The Hurricane Sisters
Ashley: When I started The Hurricane Sisters, I assumed it would be about actual sisters, or like The Sisterhood of the Traveling Pants, where they’re not actually sisters but are bonded by enduring multiple Category 3 hurricanes. (Maybe I should read the descriptions before I decide to read books? Nah.) In fact, Frank’s heartwarming story follows three generations of women in the Waters family – Massie is the 80-but-looks-70-years-young grandmother, Liz is the uptight but really caring mother who runs a nonprofit for victims of domestic abuse, and Ashley is a starving artist (a painter, to be precise) and possibly the reincarnation of Liz’s dead sister. Frank alternates between their points of view, all frequently hilarious and full of Southern charm. At the same time, there are cloudy skies that threaten to turn into ferocious storms: Liz’s husband, a filthy rich banker type, controls all their money and has an affair, and Ashley’s dating a senator who sometimes doesn’t seem so nice. But in the end, there’s a faith in the strength of family and an undying hope in rebirth after destruction that shines brighter than the sun on the hottest South Carolina summer day.
Let the Northern Lights Erase Your Name
Mallory: Vendela Vida writes books about women having identity crises set in all the places that are on my bucket list. Last weekend I read her newest novel, The Diver’s Clothes Lie Empty, which is about a woman who is stripped of her identity while on vacation in Morocco. After devouring it in about five hours, I was prompted to revisit this novel, which I read several years ago. It’s about a woman who disappears to Lapland to find her real father – the one who has been concealed from her by everyone close to her for her entire life. On buses, in log cabins, and in single beds throughout Finland, Vida’s narrator tries to shed the lies she’s been told about her family and, thus, about herself. For Vida, travel is a way to escape life’s most painful truths. She writes: “Travel is made for liars. Or liars are made by travel.” Her books invite us to untie ourselves from our own truths and to dive into an exotic land, where we can – for a few hours – be free, too.
Jim Butcher’s The Dresden Files
Joey: Jim Butcher’s The Dresden Files is a sprawling, fantastical universe of stories surrounding one Harry Dresden, wizard-for-hire in a hardboiled version of Chicago. The world of The Dresden Files lends itself beautifully to the graphic novel form, with compelling characters at every turn and a hero inspired by the comic greats.

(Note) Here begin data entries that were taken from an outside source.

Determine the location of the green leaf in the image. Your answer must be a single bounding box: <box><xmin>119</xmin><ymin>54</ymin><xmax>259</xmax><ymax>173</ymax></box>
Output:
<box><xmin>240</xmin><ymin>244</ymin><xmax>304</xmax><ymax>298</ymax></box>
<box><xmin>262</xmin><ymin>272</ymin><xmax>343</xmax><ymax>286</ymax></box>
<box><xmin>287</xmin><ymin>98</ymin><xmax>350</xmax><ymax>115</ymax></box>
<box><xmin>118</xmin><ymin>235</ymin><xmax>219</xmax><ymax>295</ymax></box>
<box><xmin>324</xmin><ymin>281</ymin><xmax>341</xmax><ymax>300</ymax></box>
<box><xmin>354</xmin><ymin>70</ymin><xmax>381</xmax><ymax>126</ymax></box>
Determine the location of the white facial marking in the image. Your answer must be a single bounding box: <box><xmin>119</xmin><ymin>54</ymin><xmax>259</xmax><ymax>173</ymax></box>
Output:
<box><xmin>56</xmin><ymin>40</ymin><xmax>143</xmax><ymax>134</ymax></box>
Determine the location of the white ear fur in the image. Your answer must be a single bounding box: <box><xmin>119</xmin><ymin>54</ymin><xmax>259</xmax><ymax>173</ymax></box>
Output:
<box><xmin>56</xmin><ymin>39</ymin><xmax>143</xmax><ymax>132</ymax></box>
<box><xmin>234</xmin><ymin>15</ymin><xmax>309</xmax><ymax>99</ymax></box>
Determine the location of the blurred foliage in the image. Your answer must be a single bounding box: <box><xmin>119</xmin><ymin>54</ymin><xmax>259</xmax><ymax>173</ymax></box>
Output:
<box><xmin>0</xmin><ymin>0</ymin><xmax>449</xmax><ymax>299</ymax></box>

In Storm Front, Dresden’s been hired by the Chicago PD to investigate a gruesome double murder committed using forbidden magic. When a damsel in distress comes to him searching for a missing husband who may have been dabbling in the mystical arts, he can’t say no. While investigating the two seemingly unrelated cases, the situation spirals wildly out of control, and soon Dresden finds himself targeted by everyone from the mob to vampires to jilted femme fatales, and even his own high council of mages. Mark Powers expertly adapts Butcher’s novel and captures the Dresden’s classic hardboiled narration, while Ardian Syaf’s art perfectly blends gritty realism with the flash and wonder of a world in which magic is very much alive.